PRELUDE TO CIVIL WAR – The Sun Has Finally Set: Islamic Law Now Binding In Britain
-Britain Adopts Islamic Law; Islamic Courts Now Have Full Power

Hugo Chavez Missing – End Feared Near
– Multiple Botched Cancer Treatments Puts His Endorsement of Cuban Health Care System On Hold
– Confides to family: “I don’t know which is worse — that I didn’t go to a Jewish doctor in New York in the first place, or that my last living photograph is me wearing this hat.”

GOOGLE and TITANIC PRODUCER LOOK to MINE ASTEROIDS for ENERGY
The Professor Weighs In:
“That’s titantically stupid. Why don’t they just mine for energy right under their feet? There’s a whole planet, with an infinite source of heat in its core. Even our nearby moon has infinite energy resources in the form of a substance called O3 that covers the surface to great depths and is regularly replenished by radiation from the sun. Between these three narcissistic men, they have too much money and made too many movies”
“And has anybody seen a purple sticky-note I misplaced? I’ve been looking all over for it.”
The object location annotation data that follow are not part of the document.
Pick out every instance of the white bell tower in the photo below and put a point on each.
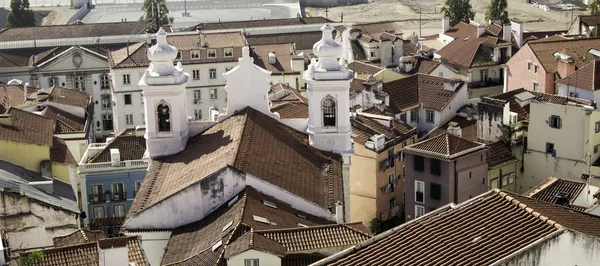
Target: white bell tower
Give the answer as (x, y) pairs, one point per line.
(328, 82)
(163, 89)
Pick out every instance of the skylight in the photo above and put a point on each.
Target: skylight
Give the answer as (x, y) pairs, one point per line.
(269, 204)
(260, 219)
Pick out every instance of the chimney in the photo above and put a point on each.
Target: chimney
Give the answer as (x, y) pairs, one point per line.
(454, 129)
(5, 120)
(445, 24)
(507, 32)
(564, 65)
(272, 58)
(480, 30)
(339, 212)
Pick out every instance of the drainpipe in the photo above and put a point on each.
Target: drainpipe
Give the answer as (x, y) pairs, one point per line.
(455, 184)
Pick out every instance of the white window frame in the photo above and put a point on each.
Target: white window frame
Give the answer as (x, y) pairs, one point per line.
(417, 183)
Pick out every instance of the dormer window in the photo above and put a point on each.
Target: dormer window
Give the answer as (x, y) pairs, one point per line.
(328, 106)
(164, 117)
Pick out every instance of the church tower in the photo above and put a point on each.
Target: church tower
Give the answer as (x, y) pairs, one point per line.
(328, 88)
(163, 89)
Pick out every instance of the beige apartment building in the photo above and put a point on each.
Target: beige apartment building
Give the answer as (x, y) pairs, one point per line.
(377, 169)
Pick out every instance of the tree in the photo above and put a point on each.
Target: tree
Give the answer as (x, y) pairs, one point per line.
(163, 13)
(595, 7)
(20, 15)
(457, 11)
(497, 10)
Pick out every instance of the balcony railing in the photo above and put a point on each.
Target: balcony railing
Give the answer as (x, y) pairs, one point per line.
(484, 83)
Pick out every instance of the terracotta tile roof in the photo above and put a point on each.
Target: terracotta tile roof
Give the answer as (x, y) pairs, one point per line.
(258, 23)
(363, 68)
(62, 95)
(60, 153)
(468, 128)
(135, 55)
(301, 40)
(552, 187)
(316, 237)
(28, 127)
(64, 122)
(576, 48)
(193, 243)
(283, 54)
(87, 253)
(584, 78)
(68, 31)
(11, 96)
(130, 146)
(80, 236)
(445, 146)
(480, 231)
(286, 161)
(498, 154)
(419, 89)
(523, 111)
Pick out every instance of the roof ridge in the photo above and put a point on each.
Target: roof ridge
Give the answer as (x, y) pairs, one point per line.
(527, 209)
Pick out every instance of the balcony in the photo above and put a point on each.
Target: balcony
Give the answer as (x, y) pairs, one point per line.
(485, 83)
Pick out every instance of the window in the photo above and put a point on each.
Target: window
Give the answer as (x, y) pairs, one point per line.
(129, 119)
(79, 82)
(554, 121)
(414, 115)
(435, 167)
(436, 191)
(118, 192)
(211, 53)
(228, 52)
(104, 82)
(197, 95)
(550, 148)
(419, 211)
(107, 122)
(97, 193)
(164, 117)
(98, 212)
(195, 54)
(419, 163)
(106, 101)
(127, 99)
(419, 191)
(328, 106)
(429, 116)
(119, 210)
(198, 114)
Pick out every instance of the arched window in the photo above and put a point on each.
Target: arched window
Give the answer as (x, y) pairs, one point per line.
(164, 117)
(328, 106)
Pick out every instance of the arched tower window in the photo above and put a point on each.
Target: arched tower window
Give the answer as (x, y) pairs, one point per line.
(164, 117)
(328, 106)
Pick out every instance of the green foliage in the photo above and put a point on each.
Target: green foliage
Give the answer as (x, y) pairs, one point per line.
(34, 258)
(377, 226)
(163, 14)
(20, 15)
(457, 11)
(595, 7)
(497, 10)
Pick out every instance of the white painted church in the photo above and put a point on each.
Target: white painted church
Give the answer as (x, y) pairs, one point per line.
(200, 169)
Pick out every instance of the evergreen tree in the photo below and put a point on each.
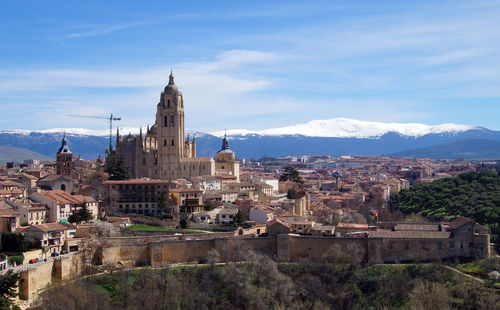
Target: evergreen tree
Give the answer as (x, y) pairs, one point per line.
(8, 289)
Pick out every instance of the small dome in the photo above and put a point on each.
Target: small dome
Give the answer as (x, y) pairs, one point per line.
(64, 149)
(171, 88)
(153, 129)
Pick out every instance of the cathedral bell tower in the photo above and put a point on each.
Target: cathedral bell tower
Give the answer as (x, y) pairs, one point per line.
(64, 159)
(170, 126)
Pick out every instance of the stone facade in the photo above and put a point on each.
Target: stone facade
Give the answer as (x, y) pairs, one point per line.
(163, 152)
(289, 247)
(64, 159)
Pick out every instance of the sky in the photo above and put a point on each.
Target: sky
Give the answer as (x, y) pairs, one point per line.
(249, 64)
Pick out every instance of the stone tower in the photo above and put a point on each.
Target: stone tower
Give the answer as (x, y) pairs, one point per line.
(64, 159)
(170, 126)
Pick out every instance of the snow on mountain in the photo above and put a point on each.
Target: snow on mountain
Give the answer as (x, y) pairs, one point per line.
(331, 128)
(74, 131)
(349, 128)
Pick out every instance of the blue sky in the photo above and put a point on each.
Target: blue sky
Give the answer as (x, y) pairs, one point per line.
(250, 64)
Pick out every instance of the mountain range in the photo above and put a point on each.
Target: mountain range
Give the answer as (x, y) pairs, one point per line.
(333, 136)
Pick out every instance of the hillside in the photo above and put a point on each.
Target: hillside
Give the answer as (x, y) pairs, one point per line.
(261, 283)
(462, 149)
(473, 195)
(10, 153)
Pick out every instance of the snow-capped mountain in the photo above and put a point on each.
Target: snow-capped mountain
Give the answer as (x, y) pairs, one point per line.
(333, 136)
(349, 128)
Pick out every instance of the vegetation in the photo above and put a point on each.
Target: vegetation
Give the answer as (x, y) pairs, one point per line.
(261, 283)
(292, 193)
(475, 195)
(13, 242)
(239, 218)
(8, 289)
(83, 215)
(291, 174)
(17, 259)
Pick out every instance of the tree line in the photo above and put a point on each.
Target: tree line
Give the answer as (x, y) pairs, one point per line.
(475, 195)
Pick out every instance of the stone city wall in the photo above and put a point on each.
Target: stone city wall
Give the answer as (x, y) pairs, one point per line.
(38, 276)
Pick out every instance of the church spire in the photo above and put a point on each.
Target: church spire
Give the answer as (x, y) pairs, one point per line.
(225, 143)
(171, 78)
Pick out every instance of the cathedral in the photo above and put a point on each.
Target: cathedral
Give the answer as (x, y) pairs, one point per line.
(164, 153)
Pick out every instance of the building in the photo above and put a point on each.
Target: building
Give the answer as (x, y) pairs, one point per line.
(62, 205)
(140, 196)
(64, 159)
(187, 200)
(225, 161)
(164, 153)
(52, 235)
(56, 182)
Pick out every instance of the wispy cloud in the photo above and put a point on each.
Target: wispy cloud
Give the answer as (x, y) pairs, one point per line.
(105, 29)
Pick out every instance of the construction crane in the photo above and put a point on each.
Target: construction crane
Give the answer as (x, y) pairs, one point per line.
(111, 118)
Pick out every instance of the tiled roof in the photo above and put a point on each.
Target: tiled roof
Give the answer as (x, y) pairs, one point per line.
(196, 159)
(421, 227)
(135, 181)
(459, 222)
(49, 226)
(410, 234)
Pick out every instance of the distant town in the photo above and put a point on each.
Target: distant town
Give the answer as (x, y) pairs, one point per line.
(152, 201)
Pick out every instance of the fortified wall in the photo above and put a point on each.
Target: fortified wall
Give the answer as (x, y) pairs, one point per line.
(290, 247)
(37, 277)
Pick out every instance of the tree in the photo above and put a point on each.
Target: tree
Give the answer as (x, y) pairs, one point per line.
(291, 174)
(13, 242)
(115, 167)
(183, 223)
(292, 193)
(239, 218)
(82, 215)
(104, 229)
(45, 249)
(8, 289)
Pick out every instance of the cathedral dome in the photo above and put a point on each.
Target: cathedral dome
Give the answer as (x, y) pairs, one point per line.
(171, 88)
(64, 149)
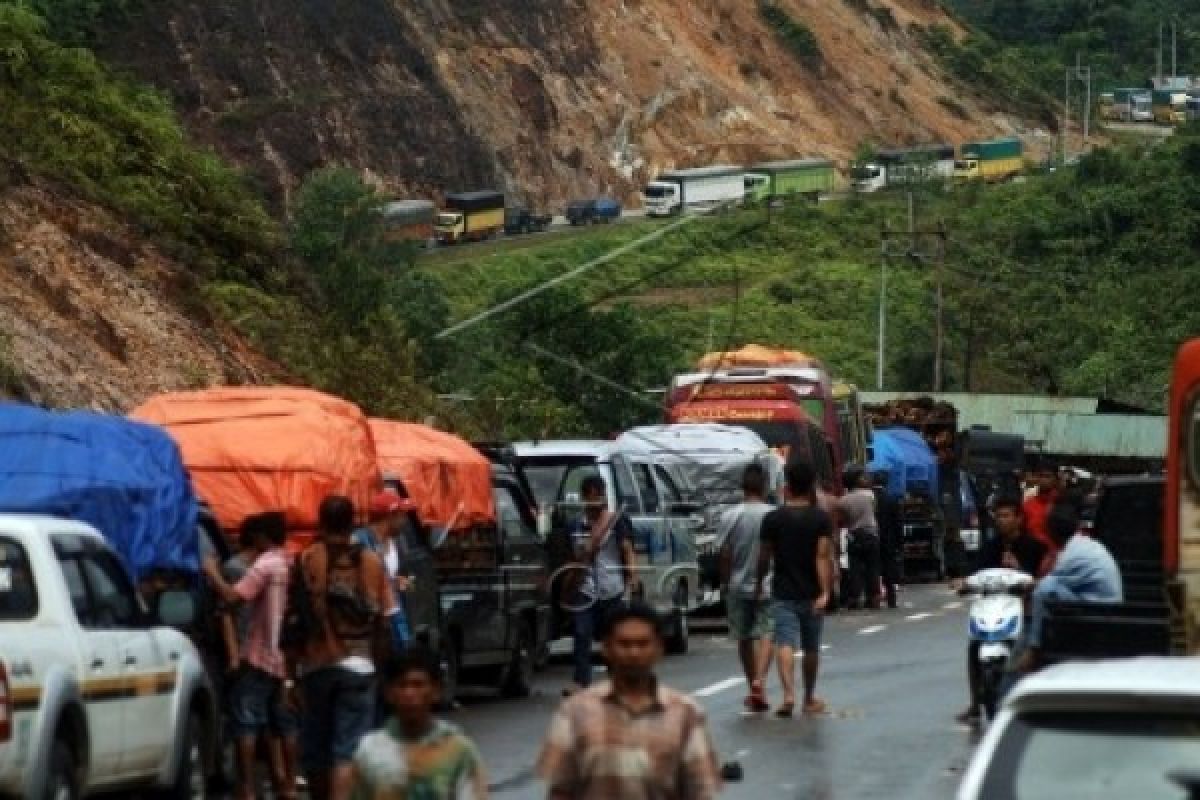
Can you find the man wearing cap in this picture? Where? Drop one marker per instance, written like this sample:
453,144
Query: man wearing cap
388,515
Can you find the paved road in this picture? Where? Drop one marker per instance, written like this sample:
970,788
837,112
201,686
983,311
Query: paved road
894,680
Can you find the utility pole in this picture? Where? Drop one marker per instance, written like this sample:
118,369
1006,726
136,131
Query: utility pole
919,246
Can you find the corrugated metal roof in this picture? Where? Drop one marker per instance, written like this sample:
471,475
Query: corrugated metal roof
996,411
1099,434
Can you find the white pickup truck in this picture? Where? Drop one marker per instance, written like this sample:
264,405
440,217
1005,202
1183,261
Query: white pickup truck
95,695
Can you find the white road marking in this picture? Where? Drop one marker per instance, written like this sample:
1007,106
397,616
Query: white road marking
720,686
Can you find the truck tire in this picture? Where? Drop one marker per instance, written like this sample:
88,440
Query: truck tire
191,782
517,678
63,781
677,630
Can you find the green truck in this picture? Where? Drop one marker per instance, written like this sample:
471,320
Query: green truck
993,161
805,176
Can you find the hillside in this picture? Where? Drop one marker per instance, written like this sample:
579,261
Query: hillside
547,98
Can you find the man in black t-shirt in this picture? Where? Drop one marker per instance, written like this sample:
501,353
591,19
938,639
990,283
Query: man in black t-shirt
1013,548
797,542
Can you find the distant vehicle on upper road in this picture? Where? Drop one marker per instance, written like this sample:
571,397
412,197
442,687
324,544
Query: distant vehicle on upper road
807,178
469,216
1103,731
521,220
601,209
673,192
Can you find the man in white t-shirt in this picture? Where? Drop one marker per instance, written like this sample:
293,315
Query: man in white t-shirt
737,541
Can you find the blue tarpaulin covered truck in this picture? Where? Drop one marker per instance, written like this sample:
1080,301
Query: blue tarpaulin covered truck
911,469
124,477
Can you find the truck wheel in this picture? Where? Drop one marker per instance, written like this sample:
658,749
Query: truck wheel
517,678
451,669
191,783
677,632
63,782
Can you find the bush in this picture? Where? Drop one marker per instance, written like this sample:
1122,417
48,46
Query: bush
793,34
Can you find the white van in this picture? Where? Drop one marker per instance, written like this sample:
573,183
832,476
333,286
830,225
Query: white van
651,491
712,458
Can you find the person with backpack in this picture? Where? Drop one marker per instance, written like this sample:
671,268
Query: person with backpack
349,599
258,680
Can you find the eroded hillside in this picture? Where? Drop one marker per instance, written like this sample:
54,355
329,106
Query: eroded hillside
547,98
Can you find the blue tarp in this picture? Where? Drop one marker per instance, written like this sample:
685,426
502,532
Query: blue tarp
125,479
906,458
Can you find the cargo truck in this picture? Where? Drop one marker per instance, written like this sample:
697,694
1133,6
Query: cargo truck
688,188
469,216
905,167
1127,106
807,178
995,161
1170,107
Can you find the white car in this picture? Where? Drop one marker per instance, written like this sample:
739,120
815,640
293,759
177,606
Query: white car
1092,731
95,692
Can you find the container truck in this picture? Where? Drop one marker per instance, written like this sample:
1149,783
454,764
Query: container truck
469,216
1127,106
904,167
995,161
808,178
1170,107
688,188
408,220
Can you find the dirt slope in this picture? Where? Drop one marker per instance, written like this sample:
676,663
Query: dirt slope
87,311
545,98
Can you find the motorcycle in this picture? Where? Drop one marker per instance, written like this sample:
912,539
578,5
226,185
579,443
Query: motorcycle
994,624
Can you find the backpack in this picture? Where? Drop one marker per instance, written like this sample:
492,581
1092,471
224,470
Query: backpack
299,615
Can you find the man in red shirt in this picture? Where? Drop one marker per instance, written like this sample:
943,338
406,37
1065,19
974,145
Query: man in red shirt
1037,506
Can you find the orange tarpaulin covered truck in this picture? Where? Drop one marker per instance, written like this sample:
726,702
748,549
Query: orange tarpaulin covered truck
269,449
448,480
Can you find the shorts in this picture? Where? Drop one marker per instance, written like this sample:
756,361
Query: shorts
339,711
252,693
797,625
748,619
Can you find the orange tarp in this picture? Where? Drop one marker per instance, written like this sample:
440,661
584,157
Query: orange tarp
756,355
439,471
269,449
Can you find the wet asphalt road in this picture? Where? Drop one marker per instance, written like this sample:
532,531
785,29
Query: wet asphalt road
893,679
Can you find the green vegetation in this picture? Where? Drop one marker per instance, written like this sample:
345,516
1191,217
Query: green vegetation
793,34
64,115
1117,38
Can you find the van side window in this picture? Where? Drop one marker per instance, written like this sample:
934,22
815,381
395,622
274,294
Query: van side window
646,488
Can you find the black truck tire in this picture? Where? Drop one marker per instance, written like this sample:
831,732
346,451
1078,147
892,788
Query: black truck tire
63,781
517,675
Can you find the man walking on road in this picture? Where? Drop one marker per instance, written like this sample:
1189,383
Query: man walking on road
605,552
737,541
351,599
856,509
630,737
796,545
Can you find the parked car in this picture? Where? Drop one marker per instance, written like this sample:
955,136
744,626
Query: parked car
96,692
1103,731
601,209
665,524
523,221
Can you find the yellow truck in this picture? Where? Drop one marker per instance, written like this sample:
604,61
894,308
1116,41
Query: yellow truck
995,161
469,216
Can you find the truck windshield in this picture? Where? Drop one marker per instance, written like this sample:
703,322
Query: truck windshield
18,594
1093,755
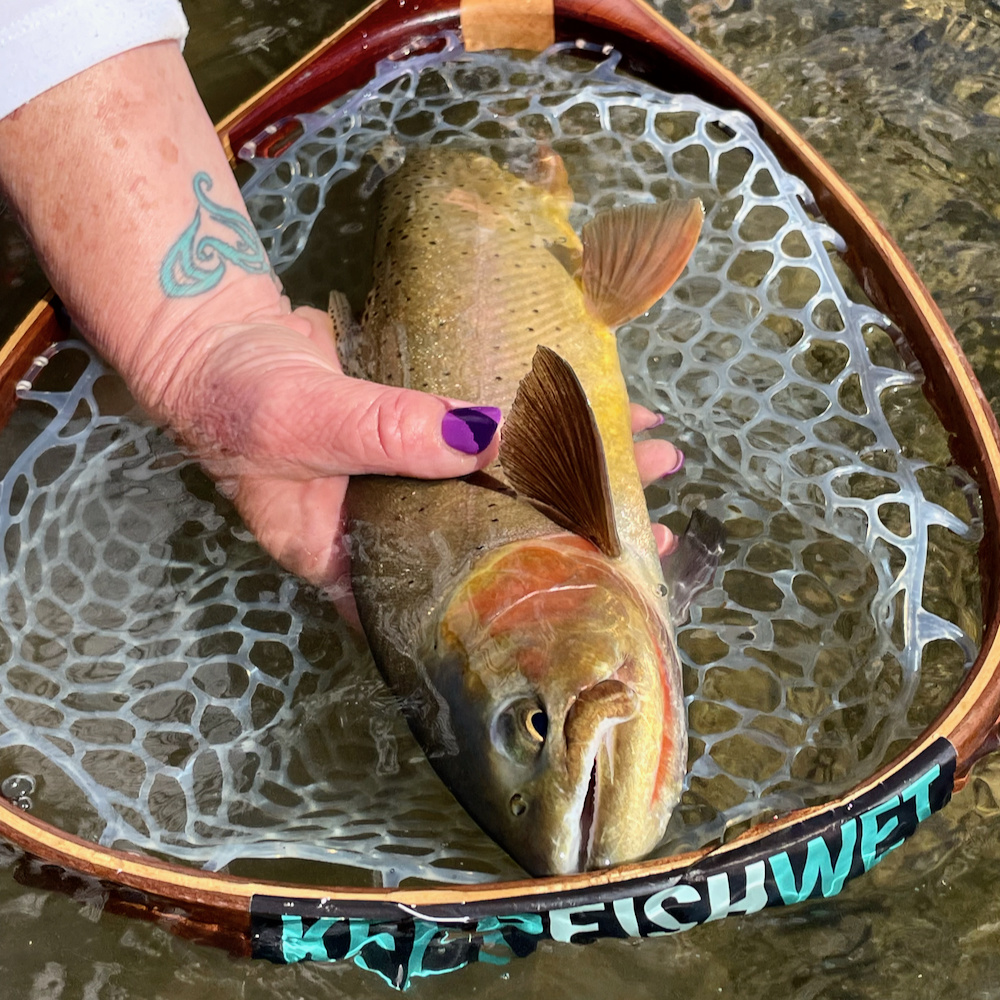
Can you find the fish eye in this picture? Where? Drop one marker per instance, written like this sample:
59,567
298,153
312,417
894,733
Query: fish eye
536,722
519,730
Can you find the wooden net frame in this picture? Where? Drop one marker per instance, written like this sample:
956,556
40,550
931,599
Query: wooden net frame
806,853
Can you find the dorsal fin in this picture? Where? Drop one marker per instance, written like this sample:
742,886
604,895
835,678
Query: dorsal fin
552,454
632,255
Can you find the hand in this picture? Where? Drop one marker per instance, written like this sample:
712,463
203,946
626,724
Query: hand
286,428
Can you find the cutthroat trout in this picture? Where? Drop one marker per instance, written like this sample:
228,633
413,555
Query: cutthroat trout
521,613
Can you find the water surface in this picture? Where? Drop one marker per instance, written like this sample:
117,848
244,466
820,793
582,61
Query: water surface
904,100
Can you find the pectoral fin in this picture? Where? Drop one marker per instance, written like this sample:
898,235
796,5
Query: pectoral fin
632,255
691,567
552,454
NBC Announces: Saturday Night Live Will Not Be Funny Until Romney Is Elected President
“With Barack Obama in the White house, there is simply no one in the administration to make fun of. It’s been a very frustrating few years. On the other hand, if Romney is elected, there will be limitless material. Romney is funny, you see. The Obamas? I mean, there is just nothing that lends itself to parody.”
– Anonymous NBC producer
RIP:

Jeb Bush: “Don’t pick me for VP!”
http://news.yahoo.com/jeb-bush-says-pick-rubio-not-vp-202639280–abc-news-politics.html
America to Jeb: “Don’t worry.“

Global-Warming Advocate Writes in Forbes (Forbes?): “Burn Down Homes of Deniers”
http://www.infowars.com/climate-alarmist-calls-for-burning-down-skeptics-homes/
An excerpt:
“Let’s start keeping track of them now, and when the famines come, let’s make them pay. Let’s let their houses burn.”
A sentimentalist, yearning for the days of yore.
Yore:
“If I wasn’t so busy dealing with this dog-eating thing, I’d have urged this myself. When you do burn down their homes — which you will: you will burn down their homes — keep an eye out for a surprisingly tasty roasted dog, which, believe it or not, is best served with a white wine.”
-Barack Obama
“This president would never say that. Never. Because dog is a meat, and even George Bush knows meat is best served with red wine. And you may not always know when a dog is present in a global warming denier’s house when you’re about to burn it down, so you have to burn it down to see if there’s a dog in it.”
-Nancy Pelosi
“You got any hair of that dog?”
-Secretary Re-set Button
“I ache for the days when we had people in office that lent themselves to parody. There just hasn’t been a stitch of material since 2008.”